Not all of these challenges will be or should be addressed in the coming Fiscal Budget. Some will require amendments to tax law and greater oversight.
At the last election Labour said that its plans, which did not signal income or business tax changes, had been costed and found to tally up. Opposition Members of Parliament claim Labour cannot possibly afford their plans for New Zealand without substantial tax increases. Some go so far as to suggest that by cancelling planned tax cuts, the Government has in effect announced a tax increase, something Labour denies.
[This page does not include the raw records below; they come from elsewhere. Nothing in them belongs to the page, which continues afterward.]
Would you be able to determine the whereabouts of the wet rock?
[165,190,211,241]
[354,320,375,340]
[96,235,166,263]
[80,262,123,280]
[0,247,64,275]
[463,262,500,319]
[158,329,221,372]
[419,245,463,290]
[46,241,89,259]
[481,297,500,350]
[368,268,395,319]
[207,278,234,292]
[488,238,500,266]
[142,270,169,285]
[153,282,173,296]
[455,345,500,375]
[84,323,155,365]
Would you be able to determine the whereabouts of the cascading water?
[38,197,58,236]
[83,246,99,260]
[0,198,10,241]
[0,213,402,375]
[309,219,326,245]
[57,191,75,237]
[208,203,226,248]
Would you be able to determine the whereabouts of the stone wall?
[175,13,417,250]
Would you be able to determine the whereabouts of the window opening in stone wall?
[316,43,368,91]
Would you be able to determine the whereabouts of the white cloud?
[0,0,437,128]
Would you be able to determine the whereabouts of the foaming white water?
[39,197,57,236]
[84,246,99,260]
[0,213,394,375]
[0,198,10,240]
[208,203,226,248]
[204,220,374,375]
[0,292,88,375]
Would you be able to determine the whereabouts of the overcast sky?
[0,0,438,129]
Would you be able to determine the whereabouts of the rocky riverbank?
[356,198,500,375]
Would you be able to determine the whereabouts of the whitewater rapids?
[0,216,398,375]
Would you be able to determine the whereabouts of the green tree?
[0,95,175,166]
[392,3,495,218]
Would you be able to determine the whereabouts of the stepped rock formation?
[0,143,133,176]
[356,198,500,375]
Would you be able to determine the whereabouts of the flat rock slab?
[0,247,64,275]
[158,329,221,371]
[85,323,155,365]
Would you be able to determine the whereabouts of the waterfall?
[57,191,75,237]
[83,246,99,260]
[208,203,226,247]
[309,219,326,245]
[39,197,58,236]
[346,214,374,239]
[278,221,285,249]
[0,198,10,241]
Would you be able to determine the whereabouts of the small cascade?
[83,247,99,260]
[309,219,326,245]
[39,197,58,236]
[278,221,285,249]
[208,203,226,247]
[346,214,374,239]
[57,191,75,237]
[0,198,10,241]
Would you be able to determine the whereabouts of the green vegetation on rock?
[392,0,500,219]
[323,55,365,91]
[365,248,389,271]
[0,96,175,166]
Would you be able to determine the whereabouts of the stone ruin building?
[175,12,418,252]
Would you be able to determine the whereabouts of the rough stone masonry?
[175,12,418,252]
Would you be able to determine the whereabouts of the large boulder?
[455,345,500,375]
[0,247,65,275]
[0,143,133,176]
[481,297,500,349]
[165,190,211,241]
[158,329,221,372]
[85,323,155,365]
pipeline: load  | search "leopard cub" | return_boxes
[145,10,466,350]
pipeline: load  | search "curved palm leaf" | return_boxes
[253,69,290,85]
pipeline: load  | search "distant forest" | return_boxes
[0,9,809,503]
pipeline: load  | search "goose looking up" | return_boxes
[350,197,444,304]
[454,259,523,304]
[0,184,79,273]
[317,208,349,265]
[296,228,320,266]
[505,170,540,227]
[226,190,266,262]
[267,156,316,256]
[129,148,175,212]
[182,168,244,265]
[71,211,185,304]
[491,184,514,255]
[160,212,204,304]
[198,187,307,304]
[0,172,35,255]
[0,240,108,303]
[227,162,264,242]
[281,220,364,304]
My own concerns are that Labour, in ruling out business and income tax changes, has left itself open to a budgetary blow out. This would lend credibility to the likes of former Treasurer Steven Joyce’s claim of a budgetary black hole, and Labour being amateurish in budget setting.
However there have been a number of pleasing announcements that suggest to me that a degree of control has been exerted. One of those announcements is that there will be a royalty on the use of water for commercial and irrigation purposes. Another is the introduction of a tourism infrastructure fund. It will take the shape of a N.Z$25 levy placed on non citizens and residents visiting New Zealand. In past articles I have called for a levy to be placed on such visitors, as it is a useful user pays scheme that reduces the pressure on Regional, District and City Councils, whose rates are already subject to considerable pressure.
Of course, all of this said, Labour have yet to actually introduce a Fiscal Budget simply because it is not time. The Fiscal Budget for as far back as I can remember has always happened in May. I accept therefore that it is a work in progress and one not to be judged until the Treasurer Grant Robertson presents his first Budget on 17 May 2018.